The narrowboats have signage 'T & D Murrell & Sons, Canal Carriers, Uxbridge'.
Di Murrell wrote in October 2018 with more information:
It was all such a long time ago but when those pics were taken British Waterways Board (BWB) still had the contract for delivering barrels of crude lime pulp and juice to L. Rose and Son who made Roses lime marmalade and lime juice. Their premises were at Hemel Hempstead - about 40 miles up the Grand Union Canal from Brentford.
The lime juice was brought to Brentford from the London docks by Thames lighters and stored there at the Brentford Depot.
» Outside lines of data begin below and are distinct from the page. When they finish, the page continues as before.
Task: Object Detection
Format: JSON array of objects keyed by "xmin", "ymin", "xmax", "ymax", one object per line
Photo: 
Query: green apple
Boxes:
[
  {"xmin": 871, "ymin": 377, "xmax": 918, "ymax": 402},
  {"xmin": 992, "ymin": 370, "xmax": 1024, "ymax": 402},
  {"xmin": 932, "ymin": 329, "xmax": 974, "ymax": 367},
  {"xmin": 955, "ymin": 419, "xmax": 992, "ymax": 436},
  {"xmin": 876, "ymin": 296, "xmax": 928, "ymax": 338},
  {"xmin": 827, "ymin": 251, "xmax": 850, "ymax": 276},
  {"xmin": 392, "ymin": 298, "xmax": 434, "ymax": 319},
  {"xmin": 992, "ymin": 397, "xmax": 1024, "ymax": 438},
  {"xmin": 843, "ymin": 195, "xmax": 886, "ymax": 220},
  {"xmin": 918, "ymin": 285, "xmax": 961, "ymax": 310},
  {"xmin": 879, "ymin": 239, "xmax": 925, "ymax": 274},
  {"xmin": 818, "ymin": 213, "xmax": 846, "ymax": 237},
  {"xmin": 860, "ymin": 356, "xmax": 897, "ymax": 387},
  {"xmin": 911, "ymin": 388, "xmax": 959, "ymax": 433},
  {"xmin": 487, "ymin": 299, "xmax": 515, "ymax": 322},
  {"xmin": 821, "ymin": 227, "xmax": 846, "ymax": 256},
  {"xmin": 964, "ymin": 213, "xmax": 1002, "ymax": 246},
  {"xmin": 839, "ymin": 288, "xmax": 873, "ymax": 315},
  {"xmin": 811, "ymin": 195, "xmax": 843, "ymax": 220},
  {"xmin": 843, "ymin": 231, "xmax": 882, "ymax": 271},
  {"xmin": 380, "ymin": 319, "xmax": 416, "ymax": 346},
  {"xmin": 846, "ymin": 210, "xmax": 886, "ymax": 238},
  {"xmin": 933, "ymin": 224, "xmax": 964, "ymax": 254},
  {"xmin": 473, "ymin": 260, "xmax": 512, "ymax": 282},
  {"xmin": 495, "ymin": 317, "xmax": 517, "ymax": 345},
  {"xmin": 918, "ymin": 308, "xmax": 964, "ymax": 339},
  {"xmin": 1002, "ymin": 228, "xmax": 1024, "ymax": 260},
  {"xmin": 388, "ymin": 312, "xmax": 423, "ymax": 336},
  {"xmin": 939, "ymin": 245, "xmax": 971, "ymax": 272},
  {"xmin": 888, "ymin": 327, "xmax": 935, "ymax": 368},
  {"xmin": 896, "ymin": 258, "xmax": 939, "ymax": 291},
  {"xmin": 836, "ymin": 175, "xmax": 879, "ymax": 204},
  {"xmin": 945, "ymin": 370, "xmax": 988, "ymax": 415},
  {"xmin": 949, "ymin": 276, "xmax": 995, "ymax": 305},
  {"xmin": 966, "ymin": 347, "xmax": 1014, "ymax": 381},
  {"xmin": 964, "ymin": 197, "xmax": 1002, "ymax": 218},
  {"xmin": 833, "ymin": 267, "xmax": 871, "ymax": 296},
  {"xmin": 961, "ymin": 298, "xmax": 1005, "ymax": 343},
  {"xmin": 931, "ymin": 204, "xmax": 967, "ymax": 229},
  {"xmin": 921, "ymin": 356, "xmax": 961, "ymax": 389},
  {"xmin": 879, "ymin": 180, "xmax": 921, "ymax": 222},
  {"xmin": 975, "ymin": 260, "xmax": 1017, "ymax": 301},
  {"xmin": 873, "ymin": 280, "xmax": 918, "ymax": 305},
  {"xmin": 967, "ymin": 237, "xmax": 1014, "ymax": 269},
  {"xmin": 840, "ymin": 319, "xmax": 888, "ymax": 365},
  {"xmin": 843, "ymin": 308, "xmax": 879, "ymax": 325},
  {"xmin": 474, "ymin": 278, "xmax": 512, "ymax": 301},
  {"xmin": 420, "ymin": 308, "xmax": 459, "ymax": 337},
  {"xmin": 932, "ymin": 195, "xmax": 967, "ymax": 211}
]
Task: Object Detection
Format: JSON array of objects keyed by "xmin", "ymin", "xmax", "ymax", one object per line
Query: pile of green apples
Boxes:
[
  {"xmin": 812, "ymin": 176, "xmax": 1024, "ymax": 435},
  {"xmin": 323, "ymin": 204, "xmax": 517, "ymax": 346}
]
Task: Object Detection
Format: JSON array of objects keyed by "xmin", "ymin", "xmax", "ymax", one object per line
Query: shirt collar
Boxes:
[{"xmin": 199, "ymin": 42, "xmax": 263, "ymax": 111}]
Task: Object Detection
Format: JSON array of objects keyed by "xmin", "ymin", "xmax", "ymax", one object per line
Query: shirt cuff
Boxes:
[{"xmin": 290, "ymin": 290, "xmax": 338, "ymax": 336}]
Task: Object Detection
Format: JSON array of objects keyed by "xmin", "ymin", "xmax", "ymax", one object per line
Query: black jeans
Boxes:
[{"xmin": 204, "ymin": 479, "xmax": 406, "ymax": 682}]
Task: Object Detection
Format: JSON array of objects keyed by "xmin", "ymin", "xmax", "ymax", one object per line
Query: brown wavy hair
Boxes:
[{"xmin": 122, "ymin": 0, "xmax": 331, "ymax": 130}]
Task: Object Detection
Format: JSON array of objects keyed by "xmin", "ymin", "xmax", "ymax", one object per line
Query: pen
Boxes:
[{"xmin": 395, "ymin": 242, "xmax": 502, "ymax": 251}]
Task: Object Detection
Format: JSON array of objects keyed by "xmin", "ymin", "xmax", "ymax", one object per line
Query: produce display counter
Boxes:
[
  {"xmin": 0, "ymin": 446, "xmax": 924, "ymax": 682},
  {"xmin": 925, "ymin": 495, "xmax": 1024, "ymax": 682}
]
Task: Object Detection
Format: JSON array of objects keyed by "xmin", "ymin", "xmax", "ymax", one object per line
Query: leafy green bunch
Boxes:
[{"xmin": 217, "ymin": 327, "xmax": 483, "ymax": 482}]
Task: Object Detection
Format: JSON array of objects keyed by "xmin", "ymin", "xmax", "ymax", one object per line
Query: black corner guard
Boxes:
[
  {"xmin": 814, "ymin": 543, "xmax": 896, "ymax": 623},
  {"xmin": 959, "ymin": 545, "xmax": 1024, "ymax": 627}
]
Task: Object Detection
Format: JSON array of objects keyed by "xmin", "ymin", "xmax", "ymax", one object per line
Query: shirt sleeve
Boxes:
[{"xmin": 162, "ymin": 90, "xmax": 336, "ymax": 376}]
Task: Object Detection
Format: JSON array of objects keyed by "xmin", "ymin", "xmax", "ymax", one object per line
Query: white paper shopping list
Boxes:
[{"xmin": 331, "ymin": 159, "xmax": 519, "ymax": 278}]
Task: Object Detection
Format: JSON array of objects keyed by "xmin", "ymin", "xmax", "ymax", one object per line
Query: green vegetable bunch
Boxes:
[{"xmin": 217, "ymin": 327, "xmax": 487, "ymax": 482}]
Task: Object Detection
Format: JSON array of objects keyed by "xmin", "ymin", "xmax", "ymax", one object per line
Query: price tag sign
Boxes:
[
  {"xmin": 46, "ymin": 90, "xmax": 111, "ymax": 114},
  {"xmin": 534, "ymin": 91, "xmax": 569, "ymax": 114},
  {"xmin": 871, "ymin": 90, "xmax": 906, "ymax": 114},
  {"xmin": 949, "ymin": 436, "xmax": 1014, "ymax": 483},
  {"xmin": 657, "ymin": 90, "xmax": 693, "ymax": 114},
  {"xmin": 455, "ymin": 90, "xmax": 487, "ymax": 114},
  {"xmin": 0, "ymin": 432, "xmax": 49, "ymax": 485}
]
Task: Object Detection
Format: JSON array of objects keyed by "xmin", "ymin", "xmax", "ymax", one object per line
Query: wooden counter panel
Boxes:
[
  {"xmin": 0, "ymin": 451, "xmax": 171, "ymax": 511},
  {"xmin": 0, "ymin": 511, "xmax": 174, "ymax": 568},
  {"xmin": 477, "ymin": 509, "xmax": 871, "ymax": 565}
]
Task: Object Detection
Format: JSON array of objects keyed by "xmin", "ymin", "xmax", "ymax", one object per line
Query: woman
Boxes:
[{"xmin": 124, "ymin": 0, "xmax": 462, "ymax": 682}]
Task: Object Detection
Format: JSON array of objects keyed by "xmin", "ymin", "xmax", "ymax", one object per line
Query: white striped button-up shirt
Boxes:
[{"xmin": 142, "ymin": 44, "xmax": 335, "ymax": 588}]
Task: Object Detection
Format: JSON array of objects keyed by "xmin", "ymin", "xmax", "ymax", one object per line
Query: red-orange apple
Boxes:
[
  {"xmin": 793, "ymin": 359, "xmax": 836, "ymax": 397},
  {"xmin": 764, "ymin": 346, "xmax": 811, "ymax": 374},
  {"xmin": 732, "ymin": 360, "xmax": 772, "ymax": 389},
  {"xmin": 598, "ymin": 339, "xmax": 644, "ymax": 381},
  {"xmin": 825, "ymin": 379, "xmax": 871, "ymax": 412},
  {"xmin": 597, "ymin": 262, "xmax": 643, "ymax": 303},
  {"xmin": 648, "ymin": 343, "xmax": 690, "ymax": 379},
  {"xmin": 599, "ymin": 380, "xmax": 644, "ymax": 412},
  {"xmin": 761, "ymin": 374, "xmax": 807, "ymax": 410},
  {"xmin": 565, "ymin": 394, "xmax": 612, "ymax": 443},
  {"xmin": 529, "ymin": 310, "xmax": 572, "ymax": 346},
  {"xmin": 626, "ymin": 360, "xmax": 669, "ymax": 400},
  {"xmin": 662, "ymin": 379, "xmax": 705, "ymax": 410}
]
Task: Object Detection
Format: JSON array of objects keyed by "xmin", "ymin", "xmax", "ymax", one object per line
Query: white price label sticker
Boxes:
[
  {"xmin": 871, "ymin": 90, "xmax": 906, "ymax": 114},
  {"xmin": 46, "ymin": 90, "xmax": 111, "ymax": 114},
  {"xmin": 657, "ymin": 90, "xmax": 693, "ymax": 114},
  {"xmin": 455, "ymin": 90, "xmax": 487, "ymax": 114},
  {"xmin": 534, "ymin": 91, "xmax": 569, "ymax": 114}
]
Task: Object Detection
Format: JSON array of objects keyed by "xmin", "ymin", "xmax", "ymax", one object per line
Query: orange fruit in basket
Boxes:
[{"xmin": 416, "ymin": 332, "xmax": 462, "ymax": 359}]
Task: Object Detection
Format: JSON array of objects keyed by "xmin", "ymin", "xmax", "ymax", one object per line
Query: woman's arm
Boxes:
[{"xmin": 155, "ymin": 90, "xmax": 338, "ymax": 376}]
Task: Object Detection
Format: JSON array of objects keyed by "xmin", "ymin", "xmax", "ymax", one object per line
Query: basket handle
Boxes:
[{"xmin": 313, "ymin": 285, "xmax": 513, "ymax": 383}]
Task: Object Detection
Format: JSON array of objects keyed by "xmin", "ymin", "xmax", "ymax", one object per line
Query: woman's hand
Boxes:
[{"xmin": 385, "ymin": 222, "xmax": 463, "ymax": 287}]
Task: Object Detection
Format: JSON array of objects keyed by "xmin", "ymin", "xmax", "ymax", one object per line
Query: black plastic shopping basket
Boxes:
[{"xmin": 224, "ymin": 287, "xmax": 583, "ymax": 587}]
It was then steadily fed to Roses in 50 tonne loads by pairs of narrow boats loading at Brentford and delivering it to Hemel. Narrow boat carrying had virtually ceased and Rose's work was the last regular traffic left on the canal system. When the BWB boats were unable to work due to lack of maintenance the contract was put out to others to continue the work. It went to a northern based company Three Fellows Carrying but they were unable to take over due to other problems. We stepped in with our pair of boats and worked alongside Tom and Ellen Humphreys - who were the last 'born and bred boat people to work on the 'cut'. They continued to work a little longer for BWB with their pair of boats Stamford' and Bude'. Between us we delivered the 100 to 150 tonnes each week that Roses required. One pair of boats loaded some 50 tonnes and the journey took 121/2 hours up to Hemel loaded and 10 hours back empty providing there were no problems en route.
I guess these photos were taken on a Sunday as Tam is touching up the paintwork on the butty. We would expect to load on the Monday morning.
Although the work was very tough and required a lot of hard won skill to do properly it was a great time in our lives and we loved doing it.
If you want a flavour of what the life was like then do read my essay ‘Food on the Move’.
Editor: I can highly recommend Di's FoodieAfloat website and blog which has some great photos and writing including recipes, restaurants, ingredients from their travels.
The first of Peter Young's photos shows Towcester and Bingley; the second shows Towcester, registered at Isleworth, no. 144. Tam Murrell added the photos 'were taken fairly soon after we started with the job - the wooden barrels seen in the photo of Towcester on its own soon changed to be less attractive steel drums'.